Hotel dishwasher awarded $21 million after boss made her work on Sundays
A jury has awarded a Miami hotel dishwasher $21.5 million, concluding that her employer failed to honor her religious beliefs by repeatedly scheduling her on Sundays and ultimately firing her.
Marie Jean Pierre, a dishwasher at the Conrad Miami, sued Virginia-based Park Hotels & Resorts, formerly known as Hilton Worldwide, for violations of the Civil Rights Act of 1964 in 2017. The jury found for Pierre and the award was filed on Tuesday with the U.S. District Court in Miami.
But Pierre, a 60-year-old mother of six children in Miami, isn’t likely to end up getting all that money. Instead, it’ll be more in the range of $500,000, because punitive damages are capped in federal court, her lawyer said.
“The jury was not aware of the cap,” said Pierre’s Miami-based lawyer, Marc Brumer. “They thought that they punished Hilton hotel with $21 million [in damages].”
She’d get up to $300,000 in punitive damages — that’s the limit in federal court — in addition to $500,000 awarded for emotional distress and $35,000 in back wages, Brumer said.
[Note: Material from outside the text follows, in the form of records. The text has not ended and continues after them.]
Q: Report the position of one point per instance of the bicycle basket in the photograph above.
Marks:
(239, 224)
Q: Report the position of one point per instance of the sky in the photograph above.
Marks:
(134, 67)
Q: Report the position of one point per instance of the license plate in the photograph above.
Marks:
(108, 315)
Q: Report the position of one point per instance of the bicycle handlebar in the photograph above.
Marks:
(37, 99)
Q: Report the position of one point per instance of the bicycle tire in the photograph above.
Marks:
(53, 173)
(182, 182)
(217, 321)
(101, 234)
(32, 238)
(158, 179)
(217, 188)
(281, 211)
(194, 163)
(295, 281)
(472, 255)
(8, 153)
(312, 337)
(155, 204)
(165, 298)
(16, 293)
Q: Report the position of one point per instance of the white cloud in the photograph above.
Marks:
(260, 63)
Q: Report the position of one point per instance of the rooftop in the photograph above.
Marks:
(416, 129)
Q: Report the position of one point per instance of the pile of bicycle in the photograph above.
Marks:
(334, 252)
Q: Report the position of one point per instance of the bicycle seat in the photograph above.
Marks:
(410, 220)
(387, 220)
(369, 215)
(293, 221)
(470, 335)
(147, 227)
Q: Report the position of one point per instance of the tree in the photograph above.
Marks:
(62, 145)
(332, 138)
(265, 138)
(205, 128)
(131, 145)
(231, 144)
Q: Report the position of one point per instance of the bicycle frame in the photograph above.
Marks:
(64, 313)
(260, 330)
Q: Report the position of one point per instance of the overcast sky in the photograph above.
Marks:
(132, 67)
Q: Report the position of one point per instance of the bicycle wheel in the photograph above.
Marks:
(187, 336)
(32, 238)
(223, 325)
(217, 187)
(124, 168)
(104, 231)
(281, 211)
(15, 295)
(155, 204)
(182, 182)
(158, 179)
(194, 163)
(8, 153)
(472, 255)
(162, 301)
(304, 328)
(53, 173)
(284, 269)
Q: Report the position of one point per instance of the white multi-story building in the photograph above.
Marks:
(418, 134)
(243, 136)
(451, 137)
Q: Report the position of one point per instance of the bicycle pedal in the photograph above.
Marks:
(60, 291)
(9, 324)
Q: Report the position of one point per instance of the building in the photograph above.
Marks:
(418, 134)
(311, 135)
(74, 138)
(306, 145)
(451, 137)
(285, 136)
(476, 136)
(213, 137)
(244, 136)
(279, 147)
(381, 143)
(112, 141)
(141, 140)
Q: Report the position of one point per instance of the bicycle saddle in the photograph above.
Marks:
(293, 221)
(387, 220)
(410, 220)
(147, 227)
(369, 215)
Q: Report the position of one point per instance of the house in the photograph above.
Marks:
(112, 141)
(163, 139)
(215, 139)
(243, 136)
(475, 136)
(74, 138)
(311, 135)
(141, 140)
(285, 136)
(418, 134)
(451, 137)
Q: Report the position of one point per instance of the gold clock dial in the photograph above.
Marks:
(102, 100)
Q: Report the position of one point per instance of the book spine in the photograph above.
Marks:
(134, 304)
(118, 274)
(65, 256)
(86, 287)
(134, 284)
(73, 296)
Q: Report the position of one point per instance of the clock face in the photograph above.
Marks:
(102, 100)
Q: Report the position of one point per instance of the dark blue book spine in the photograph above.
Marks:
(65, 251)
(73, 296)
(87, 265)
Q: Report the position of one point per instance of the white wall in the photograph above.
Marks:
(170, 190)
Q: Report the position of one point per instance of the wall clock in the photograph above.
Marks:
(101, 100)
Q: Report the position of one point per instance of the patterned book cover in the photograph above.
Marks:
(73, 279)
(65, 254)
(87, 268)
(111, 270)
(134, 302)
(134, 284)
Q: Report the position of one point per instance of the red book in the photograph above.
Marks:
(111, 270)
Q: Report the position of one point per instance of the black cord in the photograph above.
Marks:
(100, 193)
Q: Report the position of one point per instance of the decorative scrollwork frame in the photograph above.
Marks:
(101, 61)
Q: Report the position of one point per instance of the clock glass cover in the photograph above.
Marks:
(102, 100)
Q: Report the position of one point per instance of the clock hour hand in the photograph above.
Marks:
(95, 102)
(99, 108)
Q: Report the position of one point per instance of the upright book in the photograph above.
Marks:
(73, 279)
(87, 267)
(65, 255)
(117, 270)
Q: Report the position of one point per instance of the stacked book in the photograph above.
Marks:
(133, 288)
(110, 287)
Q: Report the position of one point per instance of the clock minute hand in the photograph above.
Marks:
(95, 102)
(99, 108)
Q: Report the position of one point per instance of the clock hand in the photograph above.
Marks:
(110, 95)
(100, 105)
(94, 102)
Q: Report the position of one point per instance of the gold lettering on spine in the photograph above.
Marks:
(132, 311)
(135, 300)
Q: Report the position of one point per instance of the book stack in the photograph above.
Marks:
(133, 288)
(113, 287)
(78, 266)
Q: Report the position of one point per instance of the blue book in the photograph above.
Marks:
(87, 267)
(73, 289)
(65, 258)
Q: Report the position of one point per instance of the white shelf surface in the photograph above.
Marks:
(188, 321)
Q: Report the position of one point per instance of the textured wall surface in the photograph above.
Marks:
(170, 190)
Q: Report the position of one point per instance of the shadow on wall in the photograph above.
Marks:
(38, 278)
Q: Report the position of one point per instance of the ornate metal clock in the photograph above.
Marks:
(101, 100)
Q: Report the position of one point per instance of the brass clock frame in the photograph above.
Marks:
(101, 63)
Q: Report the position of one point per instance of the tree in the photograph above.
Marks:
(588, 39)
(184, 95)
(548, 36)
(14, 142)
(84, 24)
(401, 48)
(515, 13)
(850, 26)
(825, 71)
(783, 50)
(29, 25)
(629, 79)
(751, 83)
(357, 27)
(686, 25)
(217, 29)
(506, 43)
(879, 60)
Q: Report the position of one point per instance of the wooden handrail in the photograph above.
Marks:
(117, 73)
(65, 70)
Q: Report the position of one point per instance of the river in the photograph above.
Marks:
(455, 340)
From all that, Pierre could get about $500,000 after legal fees are factored in, Brumer estimated.
“You can’t discriminate when someone has a religious belief,” Brumer said, citing the federal law. “You have to accommodate them.”
Brumer said Hilton argued in court that it never knew Pierre was a missionary, or why she always wanted Sundays off. “There were letters in [her personnel] file and her pastor went down there,” Brumer said.
Hilton issued a statement about the verdict.
“We are very disappointed by the jury’s verdict, and don’t believe that it is supported by the facts of this case or the law,” a spokeswoman said. “We intend to appeal, and demonstrate that the Conrad Miami was and remains a welcoming place for all guests and employees.”
But then late that year, Pierre’s schedule was changed again to include Sundays, and she sought a letter from her pastor.
In 2016, Jean Pierre was fired for alleged misconduct, negligence and “unexcused absences,” according to the lawsuit.